Marion had gone to a neighbor’s house to call the Fayetteville Fire Department but couldn’t get any operator response. The fire department didn’t respond until 8 A.M that day despite only being less than two miles away. George and Jennie assumed that the remaining children were dead but when the fire department showed up they found no trace of human remains inside what was left of the house. Chief Morris of the fire department had suggested that the blaze of the fire could have been hot enough to completely cremate the bodies.
The fire was caused by faulty wiring and George covered the basement with five feet of dirt to “preserve” the site as a memorial. The coroner’s office issued five death certificates with the cause of death being “fire or suffocation.”
There are a few strange instances that happened but they could just be coincidental. The first being that a man asked about some work he was looking for but was declined by George. The man pointed out of the two separate fuse boxes and said “This is going to cause a fire someday.” At the time that he said this, George had just had the wires looked at by a power company and said they were fine. George hadn’t thought anything of it at the time. Around the same time, another man had tried to sell the family life insurance and became irritated when George declined. He yelled “Your goddamn house is going up in smoke, and your children are going to be destroyed. You are going to be paid for the dirty remarks you have been making about Mussolini.” He didn’t take these man’s threats seriously.
George and Jennie put up a billboard along Route 16 and passed out flyers offering a $5,000 reward for information leading to the recovery of their children. They soon increased the amount to $10,000. Of course, there were people that are money hungry though. To name a few, a letter from someone saying Martha was in a convent in St. Louis, a picture of a young girl from New York City who looked a lot like Betty that George drove to see her, but was turned down by the girl’s parents, and the motel operator who saw the children right after the fire.

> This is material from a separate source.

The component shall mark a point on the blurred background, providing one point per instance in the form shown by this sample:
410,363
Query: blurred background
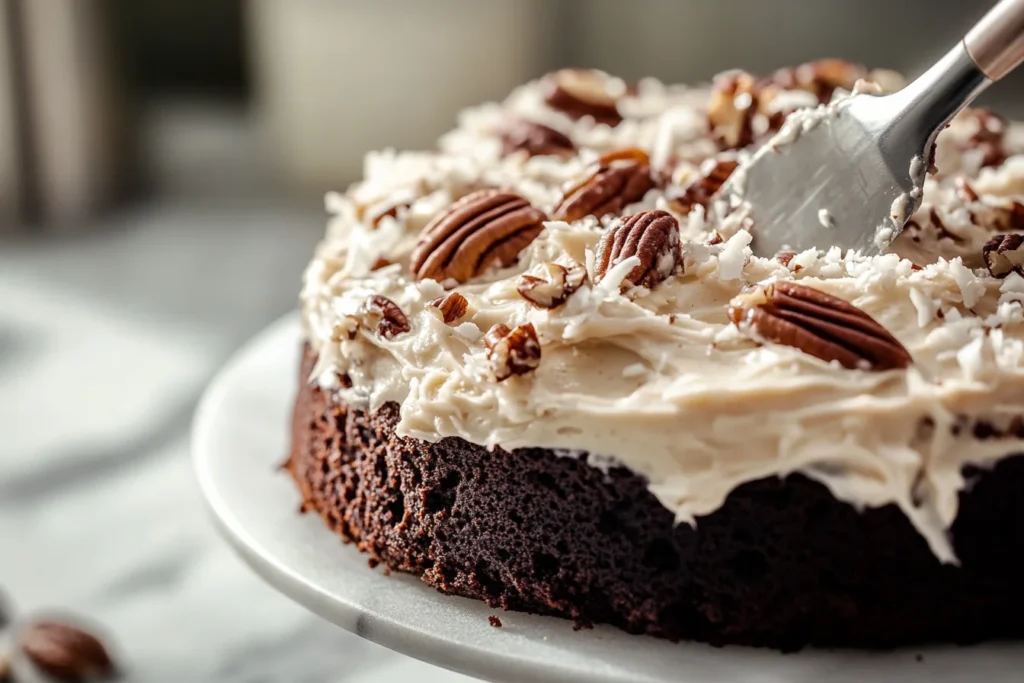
162,164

The billboard stood for over 30 years, and now only one Sodder child remains Sylvia, who still believes her brothers and sisters survived the fire. To this day, children and grandchildren continue the search for answers as to what happened to their aunts and uncles.
Wow this is a crazy story! Are the parents suspects?
I don’t think anyone suspected the parents to be suspects because the dad tried so hard to help the children get out but I also think that the parents could be a possible option because they knew that those five children would not have been able to get out of that house on their own. Honestly I think the children burned in the fire because there’s absolutely no evidence saying that they could have escaped.
This is crazy! What are your thoughts on the siuation?
personally i think they were cremated by the fire because I don’t think it is possible for five young children to escape a fire on the second story of a house and if the remaining family members were outside, how did they not see any of the children if they escaped? I think The entire situation is so weird that it almost seems like there isn’t an answer.